Locust Girl. A Lovesong

Merlinda Bobis
Winner

2016 Winner

Locust Girl

Judges' comments

Locust Girl is set in a nameless parched landscape, a place of drought, famine and human misery, reminiscent of today’s despair in Africa or the Middle East. Only here, we are taken to a post-apocalyptic stage in history. In this world Amedea, the Locust Girl, tells her story of hardship, punishment and dislocation, endured in the quest for an imagined life of freedom ‘beyond the border’. Merlinda Bobis’ original and lyrical prose confidently blends fantasy with realism, and surreal events and images with the quotidian.

Locust Girl is a transfiguring fiction that asks the reader to reflect on, and see into the hearts of, those labelled as outsiders by political systems. We are in the company of fellow creatures who have been harried, hurt and marked in ways that prevent them from ‘crossing over’. This work speaks for the right to be small yet valued, to be cared for and included. It offers imaginative resistance to the forces and beliefs that actively conspire to deny individual and common humanity.
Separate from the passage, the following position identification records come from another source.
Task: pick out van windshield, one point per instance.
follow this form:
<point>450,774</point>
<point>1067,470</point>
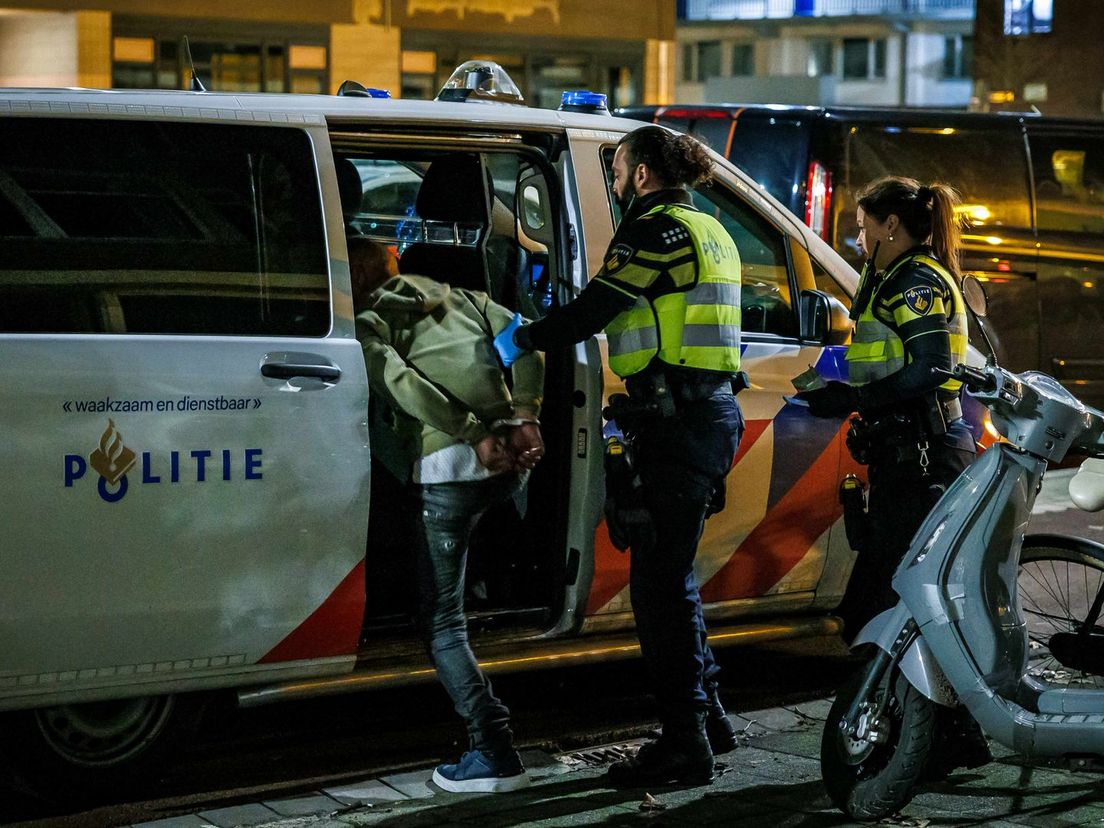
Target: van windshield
<point>988,168</point>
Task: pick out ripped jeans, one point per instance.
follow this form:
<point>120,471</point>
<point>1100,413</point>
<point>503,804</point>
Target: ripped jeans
<point>446,516</point>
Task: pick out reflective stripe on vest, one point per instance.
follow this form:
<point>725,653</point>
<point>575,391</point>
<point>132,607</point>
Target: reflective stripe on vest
<point>877,351</point>
<point>696,328</point>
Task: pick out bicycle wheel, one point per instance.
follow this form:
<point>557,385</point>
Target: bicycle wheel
<point>1059,582</point>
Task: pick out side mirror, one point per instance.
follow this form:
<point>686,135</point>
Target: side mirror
<point>974,294</point>
<point>823,319</point>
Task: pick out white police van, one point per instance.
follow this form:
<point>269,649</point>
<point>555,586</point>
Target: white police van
<point>189,500</point>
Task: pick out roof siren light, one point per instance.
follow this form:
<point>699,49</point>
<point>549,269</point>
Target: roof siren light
<point>351,88</point>
<point>480,81</point>
<point>584,101</point>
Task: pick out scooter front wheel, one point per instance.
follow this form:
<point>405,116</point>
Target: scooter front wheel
<point>874,773</point>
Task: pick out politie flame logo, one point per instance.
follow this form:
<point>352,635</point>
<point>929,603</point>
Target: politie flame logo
<point>112,459</point>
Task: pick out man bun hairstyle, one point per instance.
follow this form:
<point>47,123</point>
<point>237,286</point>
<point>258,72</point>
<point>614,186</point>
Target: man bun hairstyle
<point>927,213</point>
<point>675,159</point>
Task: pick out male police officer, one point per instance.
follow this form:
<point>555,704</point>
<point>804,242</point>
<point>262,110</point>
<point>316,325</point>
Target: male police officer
<point>668,297</point>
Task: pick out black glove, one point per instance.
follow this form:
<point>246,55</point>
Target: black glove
<point>834,400</point>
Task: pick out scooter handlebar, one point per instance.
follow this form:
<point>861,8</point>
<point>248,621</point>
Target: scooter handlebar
<point>975,379</point>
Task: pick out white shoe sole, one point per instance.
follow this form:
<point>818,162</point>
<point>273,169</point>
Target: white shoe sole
<point>498,785</point>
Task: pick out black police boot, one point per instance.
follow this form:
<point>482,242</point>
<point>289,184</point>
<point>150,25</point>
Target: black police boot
<point>680,756</point>
<point>719,729</point>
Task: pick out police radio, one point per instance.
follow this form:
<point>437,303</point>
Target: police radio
<point>868,283</point>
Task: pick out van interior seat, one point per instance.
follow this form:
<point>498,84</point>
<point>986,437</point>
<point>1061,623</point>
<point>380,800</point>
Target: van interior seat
<point>454,190</point>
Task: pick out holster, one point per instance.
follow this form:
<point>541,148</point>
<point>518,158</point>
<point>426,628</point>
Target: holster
<point>852,496</point>
<point>628,520</point>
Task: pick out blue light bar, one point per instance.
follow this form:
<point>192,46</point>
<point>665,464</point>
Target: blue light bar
<point>583,101</point>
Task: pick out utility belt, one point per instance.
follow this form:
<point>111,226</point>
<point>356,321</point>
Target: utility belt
<point>659,394</point>
<point>902,435</point>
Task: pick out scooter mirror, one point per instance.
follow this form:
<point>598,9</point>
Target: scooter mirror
<point>974,294</point>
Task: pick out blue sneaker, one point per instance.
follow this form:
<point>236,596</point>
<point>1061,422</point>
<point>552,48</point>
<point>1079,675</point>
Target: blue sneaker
<point>478,772</point>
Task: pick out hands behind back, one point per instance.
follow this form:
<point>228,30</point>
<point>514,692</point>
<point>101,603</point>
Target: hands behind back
<point>834,400</point>
<point>512,448</point>
<point>526,444</point>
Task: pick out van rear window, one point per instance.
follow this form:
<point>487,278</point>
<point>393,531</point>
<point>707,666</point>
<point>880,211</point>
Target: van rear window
<point>988,168</point>
<point>771,149</point>
<point>121,226</point>
<point>1069,171</point>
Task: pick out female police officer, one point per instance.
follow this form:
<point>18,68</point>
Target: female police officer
<point>668,297</point>
<point>910,318</point>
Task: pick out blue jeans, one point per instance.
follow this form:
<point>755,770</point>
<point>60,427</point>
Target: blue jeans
<point>681,460</point>
<point>447,515</point>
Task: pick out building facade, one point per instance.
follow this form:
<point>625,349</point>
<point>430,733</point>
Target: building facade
<point>1041,54</point>
<point>824,52</point>
<point>406,46</point>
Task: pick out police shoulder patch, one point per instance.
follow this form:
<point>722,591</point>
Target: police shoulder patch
<point>617,257</point>
<point>920,299</point>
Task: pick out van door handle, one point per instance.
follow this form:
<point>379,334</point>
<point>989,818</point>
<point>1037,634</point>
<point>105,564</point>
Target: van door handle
<point>287,365</point>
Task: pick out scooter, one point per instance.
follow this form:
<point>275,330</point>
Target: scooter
<point>961,634</point>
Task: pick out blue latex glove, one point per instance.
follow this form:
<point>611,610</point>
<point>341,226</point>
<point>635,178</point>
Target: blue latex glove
<point>508,352</point>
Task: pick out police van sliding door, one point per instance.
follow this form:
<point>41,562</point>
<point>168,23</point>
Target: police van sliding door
<point>184,491</point>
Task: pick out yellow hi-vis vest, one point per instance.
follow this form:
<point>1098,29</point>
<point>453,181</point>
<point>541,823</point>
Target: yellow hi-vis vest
<point>877,351</point>
<point>693,328</point>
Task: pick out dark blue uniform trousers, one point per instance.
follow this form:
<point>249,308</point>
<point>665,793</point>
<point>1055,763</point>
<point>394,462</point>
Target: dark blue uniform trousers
<point>681,460</point>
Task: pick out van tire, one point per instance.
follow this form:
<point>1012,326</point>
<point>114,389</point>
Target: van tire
<point>92,750</point>
<point>872,782</point>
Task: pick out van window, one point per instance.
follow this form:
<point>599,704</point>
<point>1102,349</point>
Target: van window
<point>771,150</point>
<point>121,226</point>
<point>1069,173</point>
<point>765,297</point>
<point>987,167</point>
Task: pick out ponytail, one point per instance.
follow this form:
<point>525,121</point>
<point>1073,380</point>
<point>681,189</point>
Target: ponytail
<point>946,226</point>
<point>925,212</point>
Bobis’ story resonates not only in today’s Australia but throughout an environmentally and politically disrupted world where repression and violence are rife; where huge numbers of people leave their homes to undertake dangerous journeys in the search for life.
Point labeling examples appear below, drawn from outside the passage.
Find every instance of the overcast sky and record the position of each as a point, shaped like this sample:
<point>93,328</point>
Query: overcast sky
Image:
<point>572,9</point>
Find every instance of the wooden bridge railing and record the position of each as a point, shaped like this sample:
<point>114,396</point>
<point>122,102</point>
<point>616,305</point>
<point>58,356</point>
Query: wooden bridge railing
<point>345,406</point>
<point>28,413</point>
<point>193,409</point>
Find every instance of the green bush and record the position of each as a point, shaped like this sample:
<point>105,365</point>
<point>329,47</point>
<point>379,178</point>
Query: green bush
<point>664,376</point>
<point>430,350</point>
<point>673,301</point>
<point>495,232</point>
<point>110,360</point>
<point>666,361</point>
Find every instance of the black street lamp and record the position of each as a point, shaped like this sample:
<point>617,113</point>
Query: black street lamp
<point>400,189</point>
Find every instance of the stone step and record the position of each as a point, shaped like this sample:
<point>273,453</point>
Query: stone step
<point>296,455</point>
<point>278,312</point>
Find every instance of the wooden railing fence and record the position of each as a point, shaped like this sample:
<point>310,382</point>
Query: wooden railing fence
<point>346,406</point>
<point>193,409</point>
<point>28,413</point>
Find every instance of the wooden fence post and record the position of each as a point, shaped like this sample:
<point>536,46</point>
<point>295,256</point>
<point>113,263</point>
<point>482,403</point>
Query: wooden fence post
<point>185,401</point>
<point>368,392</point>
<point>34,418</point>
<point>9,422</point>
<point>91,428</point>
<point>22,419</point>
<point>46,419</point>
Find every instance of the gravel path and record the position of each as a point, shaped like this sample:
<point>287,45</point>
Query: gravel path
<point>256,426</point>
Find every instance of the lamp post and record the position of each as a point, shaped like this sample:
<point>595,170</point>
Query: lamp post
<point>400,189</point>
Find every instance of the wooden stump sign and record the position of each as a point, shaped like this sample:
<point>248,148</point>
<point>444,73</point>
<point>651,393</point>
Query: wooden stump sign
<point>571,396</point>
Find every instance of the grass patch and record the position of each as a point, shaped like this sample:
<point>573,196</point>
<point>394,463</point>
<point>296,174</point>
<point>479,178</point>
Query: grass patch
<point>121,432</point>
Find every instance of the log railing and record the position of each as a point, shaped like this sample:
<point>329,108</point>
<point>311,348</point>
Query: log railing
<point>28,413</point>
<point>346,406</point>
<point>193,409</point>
There were many fine and stylistically accomplished works among this year's entries, but the distinctiveness, sweep and visual power of this short novel set it apart. Bobis’ fabulist, indeed fabulous, narrative enables the reader to imagine what it might look, smell and feel like to be treated as less than fully human. It asserts boldly that in a world seemingly devoid of rationality and logic, a young girl’s dream or a hallucinatory vision may well offer a means of maintaining hope, dignity and identity.